Two Kinds of Involvement

We believe that a major reason why there continues to be a lack of consensus about the definition and measurement of involvement is simply that the term "involvement" is used interchangeably to describe two qualitatively different phenomena: involvement with a product class and involvement with a message.

"Product class involvement" usually refers to an individual's predisposition to, for example, make a brand choice (in that product category) with care and deliberation, perhaps due to high levels of perceived risk and the like. Such involvement should therefore endure across time, though there could clearly be temporal differences in the intensity of such involvement (Houston and Rothschild 1977; Rothschild 1979). It seems appropriate to ascribe a motivational character to such involvement. (To characterize such product class involvement in this fashion is not, of course, equivalent to adducing evidence that it is a useful construct, or even that it exists. See Ray 1979).

"Message response involvement", on the other hand, can only exist as a very situational state, being specific to the processing of a particular message by a particular individual at a particular point of time. It is a term used to characterize the way in which that specific message gets processed; this manner of processing varies across product classes, brands within a produce class, messages for a given brand, message reception situations, and the individuals who receive that message.
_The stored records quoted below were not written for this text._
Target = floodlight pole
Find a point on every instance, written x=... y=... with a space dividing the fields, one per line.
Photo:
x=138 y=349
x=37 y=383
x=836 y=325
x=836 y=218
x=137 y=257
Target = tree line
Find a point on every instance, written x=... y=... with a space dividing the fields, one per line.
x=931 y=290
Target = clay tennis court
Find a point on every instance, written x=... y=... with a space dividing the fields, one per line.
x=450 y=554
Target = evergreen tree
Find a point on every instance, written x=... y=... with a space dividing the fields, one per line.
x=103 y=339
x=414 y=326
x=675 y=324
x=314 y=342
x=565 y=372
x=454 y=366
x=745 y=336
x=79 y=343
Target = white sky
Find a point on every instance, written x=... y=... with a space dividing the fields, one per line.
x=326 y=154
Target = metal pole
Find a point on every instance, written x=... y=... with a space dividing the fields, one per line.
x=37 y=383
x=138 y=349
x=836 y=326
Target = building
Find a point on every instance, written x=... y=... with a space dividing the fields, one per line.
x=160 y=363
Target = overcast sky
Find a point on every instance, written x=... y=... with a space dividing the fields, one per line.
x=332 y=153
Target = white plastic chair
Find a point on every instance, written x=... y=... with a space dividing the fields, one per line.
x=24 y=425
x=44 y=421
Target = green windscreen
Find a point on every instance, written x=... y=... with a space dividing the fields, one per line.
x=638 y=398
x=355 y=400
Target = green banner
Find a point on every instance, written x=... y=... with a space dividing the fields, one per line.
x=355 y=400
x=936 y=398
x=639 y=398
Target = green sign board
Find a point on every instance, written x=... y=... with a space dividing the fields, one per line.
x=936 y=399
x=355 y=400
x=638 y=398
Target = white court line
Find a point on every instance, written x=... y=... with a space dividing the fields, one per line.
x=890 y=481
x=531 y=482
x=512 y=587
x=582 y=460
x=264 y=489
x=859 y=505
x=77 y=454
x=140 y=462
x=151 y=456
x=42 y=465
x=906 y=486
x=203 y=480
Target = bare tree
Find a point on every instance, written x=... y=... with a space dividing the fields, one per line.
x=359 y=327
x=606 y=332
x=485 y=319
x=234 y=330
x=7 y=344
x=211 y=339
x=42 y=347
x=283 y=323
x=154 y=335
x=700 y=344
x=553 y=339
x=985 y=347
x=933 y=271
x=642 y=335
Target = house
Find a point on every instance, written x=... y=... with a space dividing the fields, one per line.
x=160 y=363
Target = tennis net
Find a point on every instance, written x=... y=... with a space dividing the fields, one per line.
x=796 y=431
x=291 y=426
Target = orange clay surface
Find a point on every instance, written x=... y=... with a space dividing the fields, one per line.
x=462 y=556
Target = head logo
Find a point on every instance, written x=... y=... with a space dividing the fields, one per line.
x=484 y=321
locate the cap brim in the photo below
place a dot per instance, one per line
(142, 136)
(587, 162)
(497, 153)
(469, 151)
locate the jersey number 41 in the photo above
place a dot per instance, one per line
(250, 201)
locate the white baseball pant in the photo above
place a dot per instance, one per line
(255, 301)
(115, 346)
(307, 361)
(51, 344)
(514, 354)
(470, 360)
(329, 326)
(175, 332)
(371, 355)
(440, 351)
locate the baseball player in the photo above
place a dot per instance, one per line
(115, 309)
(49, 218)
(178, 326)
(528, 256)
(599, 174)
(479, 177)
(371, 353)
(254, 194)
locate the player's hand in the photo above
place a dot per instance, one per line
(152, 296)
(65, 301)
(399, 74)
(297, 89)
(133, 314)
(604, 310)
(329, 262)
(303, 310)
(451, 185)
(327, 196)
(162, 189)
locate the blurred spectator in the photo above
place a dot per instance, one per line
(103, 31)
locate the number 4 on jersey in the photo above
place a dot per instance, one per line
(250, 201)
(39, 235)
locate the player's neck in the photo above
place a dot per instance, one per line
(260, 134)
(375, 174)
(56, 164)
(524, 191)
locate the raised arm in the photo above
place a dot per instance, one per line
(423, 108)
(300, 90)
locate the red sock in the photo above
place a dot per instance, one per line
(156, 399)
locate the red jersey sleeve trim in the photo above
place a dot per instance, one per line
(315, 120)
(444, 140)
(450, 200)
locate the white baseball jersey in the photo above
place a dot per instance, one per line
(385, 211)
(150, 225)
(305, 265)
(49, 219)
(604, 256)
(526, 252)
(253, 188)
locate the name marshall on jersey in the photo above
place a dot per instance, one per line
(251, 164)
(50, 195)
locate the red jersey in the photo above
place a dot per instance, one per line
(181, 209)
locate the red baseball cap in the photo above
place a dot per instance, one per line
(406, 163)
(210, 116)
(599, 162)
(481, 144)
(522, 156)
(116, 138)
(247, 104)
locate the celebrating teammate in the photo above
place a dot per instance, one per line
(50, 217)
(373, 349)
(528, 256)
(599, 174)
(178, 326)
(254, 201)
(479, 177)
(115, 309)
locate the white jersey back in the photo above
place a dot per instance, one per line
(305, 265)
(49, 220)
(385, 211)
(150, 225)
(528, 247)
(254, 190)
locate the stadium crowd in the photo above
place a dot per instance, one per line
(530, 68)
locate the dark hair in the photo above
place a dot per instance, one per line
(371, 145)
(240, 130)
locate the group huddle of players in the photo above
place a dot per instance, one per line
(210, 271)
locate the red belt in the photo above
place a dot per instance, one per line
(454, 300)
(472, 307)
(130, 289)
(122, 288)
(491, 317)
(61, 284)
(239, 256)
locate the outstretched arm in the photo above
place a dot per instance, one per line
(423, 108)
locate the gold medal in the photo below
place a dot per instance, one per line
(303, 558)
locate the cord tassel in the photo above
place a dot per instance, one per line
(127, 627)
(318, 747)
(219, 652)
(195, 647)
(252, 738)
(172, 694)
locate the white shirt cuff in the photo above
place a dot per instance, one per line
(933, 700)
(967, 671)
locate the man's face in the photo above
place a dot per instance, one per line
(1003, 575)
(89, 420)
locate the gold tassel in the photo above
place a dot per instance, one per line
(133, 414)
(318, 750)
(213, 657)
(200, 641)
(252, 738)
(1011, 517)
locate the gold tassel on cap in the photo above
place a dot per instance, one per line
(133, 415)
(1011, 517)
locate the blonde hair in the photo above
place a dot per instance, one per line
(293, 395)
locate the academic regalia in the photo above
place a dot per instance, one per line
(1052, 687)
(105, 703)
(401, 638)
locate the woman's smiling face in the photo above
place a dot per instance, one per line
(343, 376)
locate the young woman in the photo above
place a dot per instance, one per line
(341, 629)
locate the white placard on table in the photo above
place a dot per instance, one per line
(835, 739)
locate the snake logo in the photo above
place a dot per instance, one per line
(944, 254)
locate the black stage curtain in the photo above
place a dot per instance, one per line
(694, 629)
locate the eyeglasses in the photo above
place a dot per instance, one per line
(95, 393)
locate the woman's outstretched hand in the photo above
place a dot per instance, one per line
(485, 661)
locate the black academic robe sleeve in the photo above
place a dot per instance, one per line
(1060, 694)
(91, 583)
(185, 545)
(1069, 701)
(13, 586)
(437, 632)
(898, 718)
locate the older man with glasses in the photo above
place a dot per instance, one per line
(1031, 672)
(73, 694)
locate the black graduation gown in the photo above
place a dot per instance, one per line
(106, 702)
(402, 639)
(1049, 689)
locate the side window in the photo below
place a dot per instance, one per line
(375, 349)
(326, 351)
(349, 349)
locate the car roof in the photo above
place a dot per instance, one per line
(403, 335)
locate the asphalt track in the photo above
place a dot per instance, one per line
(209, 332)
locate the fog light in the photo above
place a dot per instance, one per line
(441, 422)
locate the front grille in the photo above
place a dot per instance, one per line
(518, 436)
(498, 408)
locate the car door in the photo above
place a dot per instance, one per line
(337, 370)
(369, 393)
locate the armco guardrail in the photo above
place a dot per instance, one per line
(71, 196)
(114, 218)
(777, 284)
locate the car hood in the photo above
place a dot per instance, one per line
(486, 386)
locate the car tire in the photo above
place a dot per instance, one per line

Message response involvement, therefore, exists not as an enduring predisposition, but as an interactive outcome of many situational factors.

For that reason, such message response involvement is not merely motivational in origin; situational variations in such involvement could be due to differences in the situational opportunity to "get involved" (due to media mode effects) as well as the message recipient's ability to get involved (due to the existence or otherwise of prior knowledge structures, in the recipient, dealing with the content of the message). Note, importantly, that in defining message response involvement in this fashion we are drawing a distinction between the antecedent factors of involvement (the motivation, ability, and opportunity to respond) and the state that is a degree of "involvement.

This supra-motivational conceptualization or message response involvement has its origins in work by Wright (1973, 1975, 19-81), and is, in fact, what Krugman, a pioneer in this area, originally intended (1966-67, ?. ;84). Further, the distinctions made above between the two basic kinds of involvement are in substantial agreement with Houston and Rothschild (1977) and Mitchell (1979), though the terminology may, or course, be different.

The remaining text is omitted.